ANCIENT WISDOM QUOTES FROM THE GREAT PYTHAGORAS

ANCIENT WISDOM QUOTES FROM THE GREAT PYTHAGORAS:

  • Choose rather to be strong of soul than strong of body.

 

  • There is geometry in the humming of the strings, there is music in the spacing of the spheres.

 

  • Silence is better than unmeaning words.

 

  • Rest satisfied with doing well, and leave others to talk of you as they will.

 

  • It is better wither to be silent, or to say things of more value than silence. Sooner throw a pearl at hazard than an idle or useless word; and do not say a little in many words, but a great deal in a few.

 

  • The oldest, shortest words – ‘yes’ and ‘no’ – are those which require the most thought.

 

  • No one is free who has not obtained the empire of himself.

 

  • As long as man continues to be the ruthless destroyer of lower living beings he will never know health or peace. For as long as men massacre animals, they will kill each other. Indeed, he who sows the seeds of murder and pain cannot reap the joy of love.”

 

  • “In anger we should refrain both from speech and action.”

 

  • “A man is never as big as when he is on his knees to help a child.” 

 

pythagoras-4

Pythagoras of Samos Pythagóras ho Sámios ‘Pythagoras the Samian‘,   (570 – c. 495 BC) was an Ionian Greek philosopher and the eponymous founder of the Pythagoreanism movement.

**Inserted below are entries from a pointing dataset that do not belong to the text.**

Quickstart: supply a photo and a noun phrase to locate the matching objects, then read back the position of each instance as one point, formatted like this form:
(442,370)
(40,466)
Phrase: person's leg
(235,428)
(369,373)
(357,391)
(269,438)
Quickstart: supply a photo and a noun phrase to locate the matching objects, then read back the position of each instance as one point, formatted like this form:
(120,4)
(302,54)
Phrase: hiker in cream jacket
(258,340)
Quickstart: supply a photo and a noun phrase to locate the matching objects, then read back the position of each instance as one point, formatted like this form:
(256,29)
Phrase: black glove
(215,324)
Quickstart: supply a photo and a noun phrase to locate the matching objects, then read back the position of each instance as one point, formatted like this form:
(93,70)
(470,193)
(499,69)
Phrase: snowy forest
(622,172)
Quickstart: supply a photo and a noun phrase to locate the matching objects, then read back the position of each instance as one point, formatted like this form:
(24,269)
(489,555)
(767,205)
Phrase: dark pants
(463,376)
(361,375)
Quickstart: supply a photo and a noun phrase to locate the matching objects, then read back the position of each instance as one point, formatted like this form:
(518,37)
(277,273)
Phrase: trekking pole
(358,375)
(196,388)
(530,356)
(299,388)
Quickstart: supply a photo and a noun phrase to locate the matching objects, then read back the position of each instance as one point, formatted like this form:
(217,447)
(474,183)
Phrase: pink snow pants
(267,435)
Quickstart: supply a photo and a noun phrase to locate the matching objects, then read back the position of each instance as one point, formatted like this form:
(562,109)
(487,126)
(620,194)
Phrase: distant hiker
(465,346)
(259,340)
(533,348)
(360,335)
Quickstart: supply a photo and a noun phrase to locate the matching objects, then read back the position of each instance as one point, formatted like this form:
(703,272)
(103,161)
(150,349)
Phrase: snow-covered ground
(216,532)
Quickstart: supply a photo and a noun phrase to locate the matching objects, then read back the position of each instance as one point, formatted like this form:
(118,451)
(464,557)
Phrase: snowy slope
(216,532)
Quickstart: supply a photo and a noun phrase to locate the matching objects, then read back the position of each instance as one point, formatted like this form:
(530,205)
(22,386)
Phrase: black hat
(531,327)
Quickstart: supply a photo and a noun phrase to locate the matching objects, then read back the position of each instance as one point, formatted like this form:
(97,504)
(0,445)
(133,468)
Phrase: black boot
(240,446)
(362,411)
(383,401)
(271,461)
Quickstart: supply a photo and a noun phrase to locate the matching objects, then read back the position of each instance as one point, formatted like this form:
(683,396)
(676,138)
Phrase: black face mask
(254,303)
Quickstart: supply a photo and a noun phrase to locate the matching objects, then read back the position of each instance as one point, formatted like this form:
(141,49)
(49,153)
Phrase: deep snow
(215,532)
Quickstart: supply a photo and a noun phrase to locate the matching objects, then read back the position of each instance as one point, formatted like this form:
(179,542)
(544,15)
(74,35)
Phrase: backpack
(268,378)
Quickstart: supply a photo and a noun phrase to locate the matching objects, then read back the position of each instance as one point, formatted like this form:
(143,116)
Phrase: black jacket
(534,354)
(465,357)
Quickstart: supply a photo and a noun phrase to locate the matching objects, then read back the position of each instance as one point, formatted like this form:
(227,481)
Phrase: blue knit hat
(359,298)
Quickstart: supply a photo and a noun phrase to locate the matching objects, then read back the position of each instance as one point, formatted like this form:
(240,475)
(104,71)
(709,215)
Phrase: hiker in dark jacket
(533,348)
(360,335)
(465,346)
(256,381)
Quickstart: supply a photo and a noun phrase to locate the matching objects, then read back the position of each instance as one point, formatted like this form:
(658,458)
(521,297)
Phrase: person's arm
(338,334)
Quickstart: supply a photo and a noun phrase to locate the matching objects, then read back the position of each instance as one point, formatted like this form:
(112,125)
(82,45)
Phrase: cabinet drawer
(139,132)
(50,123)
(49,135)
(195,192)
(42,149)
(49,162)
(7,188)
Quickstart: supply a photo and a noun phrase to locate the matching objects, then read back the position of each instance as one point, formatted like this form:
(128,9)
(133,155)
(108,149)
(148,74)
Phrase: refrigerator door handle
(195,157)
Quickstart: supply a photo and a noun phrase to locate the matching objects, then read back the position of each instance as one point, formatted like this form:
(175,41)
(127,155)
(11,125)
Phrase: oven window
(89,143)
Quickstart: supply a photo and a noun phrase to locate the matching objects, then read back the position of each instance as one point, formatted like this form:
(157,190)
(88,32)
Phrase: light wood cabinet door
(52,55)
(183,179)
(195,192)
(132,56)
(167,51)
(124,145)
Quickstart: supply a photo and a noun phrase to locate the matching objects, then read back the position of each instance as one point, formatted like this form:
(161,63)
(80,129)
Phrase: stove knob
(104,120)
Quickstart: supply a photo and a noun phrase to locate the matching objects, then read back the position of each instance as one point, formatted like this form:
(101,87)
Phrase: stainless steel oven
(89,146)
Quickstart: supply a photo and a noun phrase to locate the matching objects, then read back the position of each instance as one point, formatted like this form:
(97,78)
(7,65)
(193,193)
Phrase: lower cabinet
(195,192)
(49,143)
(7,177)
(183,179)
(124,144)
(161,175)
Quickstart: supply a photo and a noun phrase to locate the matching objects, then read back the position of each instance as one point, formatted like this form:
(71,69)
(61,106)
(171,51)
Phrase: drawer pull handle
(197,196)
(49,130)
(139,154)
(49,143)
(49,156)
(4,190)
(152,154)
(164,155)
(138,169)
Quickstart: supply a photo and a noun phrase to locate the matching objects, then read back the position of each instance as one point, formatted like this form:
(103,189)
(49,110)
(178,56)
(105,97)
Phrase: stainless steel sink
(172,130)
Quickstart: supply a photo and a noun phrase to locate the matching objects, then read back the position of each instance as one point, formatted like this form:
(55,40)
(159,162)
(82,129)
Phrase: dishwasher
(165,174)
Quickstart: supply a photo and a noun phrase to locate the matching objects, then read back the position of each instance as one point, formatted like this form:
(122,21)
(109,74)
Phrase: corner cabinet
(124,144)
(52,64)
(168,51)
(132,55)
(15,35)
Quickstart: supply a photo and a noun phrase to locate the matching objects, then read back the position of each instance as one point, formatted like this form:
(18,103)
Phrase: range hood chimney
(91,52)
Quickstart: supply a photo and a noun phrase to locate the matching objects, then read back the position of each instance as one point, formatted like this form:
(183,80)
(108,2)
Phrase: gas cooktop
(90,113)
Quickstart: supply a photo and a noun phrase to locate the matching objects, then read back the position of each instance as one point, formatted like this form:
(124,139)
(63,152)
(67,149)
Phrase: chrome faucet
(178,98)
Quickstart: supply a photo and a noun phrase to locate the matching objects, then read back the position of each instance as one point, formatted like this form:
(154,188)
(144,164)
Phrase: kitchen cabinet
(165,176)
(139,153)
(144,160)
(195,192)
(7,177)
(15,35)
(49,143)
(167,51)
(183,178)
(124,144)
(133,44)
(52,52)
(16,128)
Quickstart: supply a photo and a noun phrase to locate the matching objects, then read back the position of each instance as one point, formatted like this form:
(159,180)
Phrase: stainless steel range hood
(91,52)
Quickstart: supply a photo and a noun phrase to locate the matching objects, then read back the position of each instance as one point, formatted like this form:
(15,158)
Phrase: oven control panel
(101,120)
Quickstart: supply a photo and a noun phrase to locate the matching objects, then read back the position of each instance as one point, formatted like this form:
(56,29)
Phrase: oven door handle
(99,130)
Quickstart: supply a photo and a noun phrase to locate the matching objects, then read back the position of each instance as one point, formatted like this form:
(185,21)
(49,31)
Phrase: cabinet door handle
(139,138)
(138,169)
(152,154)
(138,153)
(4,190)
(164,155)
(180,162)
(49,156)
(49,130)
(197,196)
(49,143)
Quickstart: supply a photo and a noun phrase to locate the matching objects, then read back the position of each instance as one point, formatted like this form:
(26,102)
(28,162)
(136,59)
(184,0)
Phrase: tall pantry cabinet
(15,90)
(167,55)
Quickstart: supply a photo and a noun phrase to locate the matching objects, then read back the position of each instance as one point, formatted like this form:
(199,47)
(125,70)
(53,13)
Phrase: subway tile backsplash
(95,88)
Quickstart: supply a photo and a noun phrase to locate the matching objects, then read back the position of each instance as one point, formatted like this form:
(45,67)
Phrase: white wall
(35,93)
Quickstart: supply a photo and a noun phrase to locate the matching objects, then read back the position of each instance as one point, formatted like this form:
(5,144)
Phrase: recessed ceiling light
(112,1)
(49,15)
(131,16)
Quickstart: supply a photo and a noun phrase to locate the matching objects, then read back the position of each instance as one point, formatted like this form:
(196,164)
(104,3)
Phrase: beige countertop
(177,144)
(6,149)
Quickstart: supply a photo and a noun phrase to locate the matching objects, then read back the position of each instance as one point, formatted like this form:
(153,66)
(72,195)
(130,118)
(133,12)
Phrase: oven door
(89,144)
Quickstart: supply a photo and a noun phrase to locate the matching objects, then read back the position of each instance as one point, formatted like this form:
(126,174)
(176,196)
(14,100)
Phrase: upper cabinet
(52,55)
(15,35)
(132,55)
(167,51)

His political and religious teachings were well-known in Magna Graecia and influenced the philosophies of Plato, Aristotle, and, through them, Western Philosophy.

The teaching most securely identified with Pythagoras is metempsychosis, or the “transmigration of souls”, which holds that every soul is inmortal and, upon death, it transforms into a new body. He may have also devised the doctrine of musica universalis, which holds that the planets move according to mathematical equations and thus resonate to produce an inaudible symphony of music. Scholars debate whether Pythagoras himself developed the numerological and musical teachings attributed to him, or if those teachings were developed by his later followers, particularly Philolaus of Croton. Pythagoras was also said to be a vegetarian.

In antiquity, Pythagoras was credited with many mathematical and scientific discoveries, including the Pythagorean theorem, Pythagorean tuning, the five regular solids, the Theory of Proportions, the sphericity of the Earth, and the identity of the morning and evening stars as the planet Venus. It was said that he was the first man to call himself a philosopher (“lover of wisdom”) and that he was the first to divide the globe into five climatic zones.

Pythagoras continued to be regarded as a great philosopher throughout the Middle Ages and his philosophy had a major impact on scientists such as Nicolaus Copernicus, Johannes Kepler, and Isaac Newton. His teachings as portrayed in Ovid‘s Metamorphoses influenced the growth of the vegetarian  movement.